Access is granted to U.S. Prime members by invitation, giving the program an air of exclusivity for shoppers. The ecommerce platform is also attempting to translate the typically high-touch experience of luxury retail to digital with features like 360-degree product view.
The move comes at a tough time for many retail brands, but Sucharita Kodali, vice president and principal analyst at research firm Forrester, noted that plenty of shoppers are still buying luxury brands as wealthy consumers have been far less affected by the pandemic and economic downturn.
Plus, the pandemic-era shift to digital includes luxury, especially among discerning consumers who know what they want and are familiar with the brands, Zach Weinberg, director of Gartner’s Amazon advisory group, said.
He also added that Amazon previously piloted a program with luxury brand tags and has therefore been able to gauge interest among existing customers in luxury products. (Christine Beauchamp, president of Amazon Fashion, said in a statement that the platform was “inspired by feedback from Prime members who want the ability to shop their favorite luxury brands in Amazon’s store.”)
“People buy anything on Amazon if it’s there,” Kodali said. “That is why Amazon has worked so hard to get everything.”
Meanwhile, the department stores where luxury brands have historically distributed goods—including the likes of Lord & Taylor, Neiman Marcus and Saks Fifth Avenue—are struggling.

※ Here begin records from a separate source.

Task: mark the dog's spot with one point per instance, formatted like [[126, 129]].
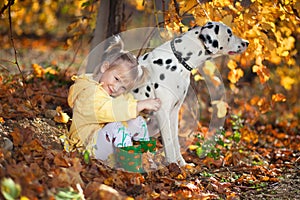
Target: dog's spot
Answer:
[[207, 52], [158, 62], [216, 29], [209, 38], [173, 68], [148, 88], [176, 104], [201, 36], [107, 137], [168, 61], [178, 53], [186, 58], [215, 44], [145, 56], [178, 40], [229, 32], [210, 25], [200, 53]]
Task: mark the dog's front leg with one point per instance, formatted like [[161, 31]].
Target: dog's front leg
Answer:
[[163, 116], [174, 131]]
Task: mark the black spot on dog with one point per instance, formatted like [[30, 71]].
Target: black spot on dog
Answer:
[[176, 104], [148, 88], [215, 44], [229, 32], [201, 36], [158, 62], [178, 53], [209, 38], [145, 56], [210, 26], [186, 58], [173, 68], [216, 29], [207, 52], [200, 53], [178, 40], [168, 61]]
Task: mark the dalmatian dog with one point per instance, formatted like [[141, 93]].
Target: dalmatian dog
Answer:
[[170, 66]]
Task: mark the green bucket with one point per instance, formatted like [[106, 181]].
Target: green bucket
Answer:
[[130, 158]]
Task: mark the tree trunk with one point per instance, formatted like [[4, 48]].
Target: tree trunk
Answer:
[[109, 22]]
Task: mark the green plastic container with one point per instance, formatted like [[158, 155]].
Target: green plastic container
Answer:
[[130, 158]]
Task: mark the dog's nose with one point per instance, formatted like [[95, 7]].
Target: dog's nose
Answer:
[[245, 43]]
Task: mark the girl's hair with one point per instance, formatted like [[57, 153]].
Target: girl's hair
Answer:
[[116, 56]]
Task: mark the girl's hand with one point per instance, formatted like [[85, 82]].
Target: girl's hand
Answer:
[[148, 104]]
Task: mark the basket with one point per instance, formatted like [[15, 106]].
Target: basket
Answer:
[[130, 158]]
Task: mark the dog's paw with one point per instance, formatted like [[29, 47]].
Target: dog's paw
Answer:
[[189, 165]]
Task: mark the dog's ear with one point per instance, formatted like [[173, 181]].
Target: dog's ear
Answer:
[[209, 36]]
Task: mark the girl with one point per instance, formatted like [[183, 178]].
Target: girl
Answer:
[[105, 115]]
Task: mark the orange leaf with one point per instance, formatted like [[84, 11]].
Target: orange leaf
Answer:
[[17, 137], [61, 117], [235, 75], [278, 97], [262, 72]]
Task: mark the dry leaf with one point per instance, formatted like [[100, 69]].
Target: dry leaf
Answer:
[[61, 117], [222, 108]]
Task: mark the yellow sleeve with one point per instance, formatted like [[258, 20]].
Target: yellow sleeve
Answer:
[[121, 108]]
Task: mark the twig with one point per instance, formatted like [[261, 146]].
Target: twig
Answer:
[[10, 3], [74, 57]]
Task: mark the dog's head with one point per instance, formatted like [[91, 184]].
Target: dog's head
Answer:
[[219, 39]]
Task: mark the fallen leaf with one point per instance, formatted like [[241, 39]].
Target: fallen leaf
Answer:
[[61, 117]]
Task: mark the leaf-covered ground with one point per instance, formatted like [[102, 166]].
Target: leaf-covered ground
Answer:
[[264, 164]]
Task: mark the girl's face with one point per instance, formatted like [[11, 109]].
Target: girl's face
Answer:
[[115, 80]]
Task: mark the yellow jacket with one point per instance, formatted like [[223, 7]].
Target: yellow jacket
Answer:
[[92, 109]]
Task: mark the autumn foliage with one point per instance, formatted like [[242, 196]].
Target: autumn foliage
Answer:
[[254, 155]]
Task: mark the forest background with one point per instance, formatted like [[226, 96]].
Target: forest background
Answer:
[[43, 44]]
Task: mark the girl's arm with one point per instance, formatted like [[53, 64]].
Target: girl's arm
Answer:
[[148, 104]]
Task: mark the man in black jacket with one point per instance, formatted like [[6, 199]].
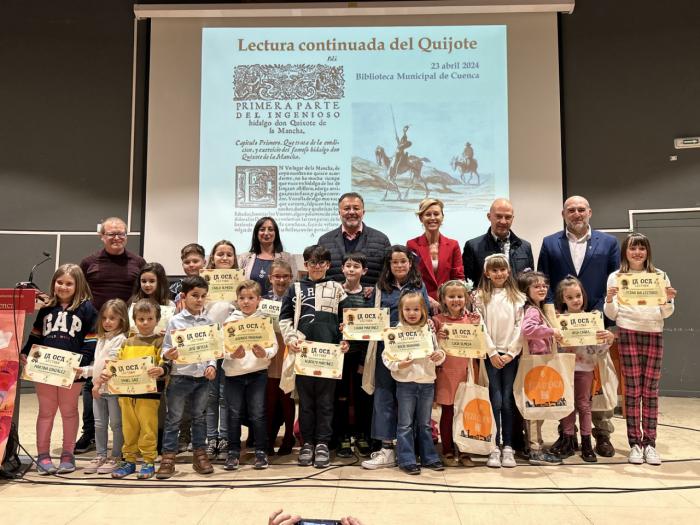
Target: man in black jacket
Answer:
[[355, 236], [499, 239]]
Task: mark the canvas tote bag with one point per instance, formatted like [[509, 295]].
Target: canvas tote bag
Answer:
[[473, 426], [544, 385]]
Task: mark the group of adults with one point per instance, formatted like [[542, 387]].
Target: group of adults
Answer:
[[576, 250]]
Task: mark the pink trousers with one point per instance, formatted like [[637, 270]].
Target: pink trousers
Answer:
[[51, 400]]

Weinberg said the Amazon partnership may come at least partially out of necessity for some luxury brands who have lost distribution channels.
“My hunch is that like the flash sale sites, companies that are dying or otherwise financially challenged will be the first ones to embrace ‘Amazon luxury,’” Kodali said. “Oscar de la Renta on Amazon would, in my opinion, be a joke. That would be like the brand being at Walmart. If Oscar de la Renta is on Amazon, I wonder if the brand will live for another five years.”
Amazon is more bullish: Beauchamp’s statement also said Amazon looks forward to “opening a new door for designers all over the world to access existing and new luxury customers.”
As Amazon has become more proactive in combating the counterfeit goods that have longed plagued its marketplace—including a recent lawsuit against an Amazon seller with fake Valentino shoes—Weinberg said these luxury stores should help Amazon reassure high-end brands it’s on their side and will protect them.
The company has long had ambitions in fashion, pre-dating even its Prime Wardrobe service and now defunct Echo Look device and its Big Style Sale this summer. It has also partnered with Vogue and nonprofit Common Threads to help connect consumers to designers.
Noting apparel is the second largest category in retail, Kodali said Amazon needs to win a big category like fashion in order to continue winning in retail, but it still isn’t a go-to site for apparel the way it is in other categories.
“That is the reason for Amazon trying to win in luxury,” she said. “I’m sure the hope is that if some high-end brands join, then other mid-tier brands will also join and help to bolster the entire offering.”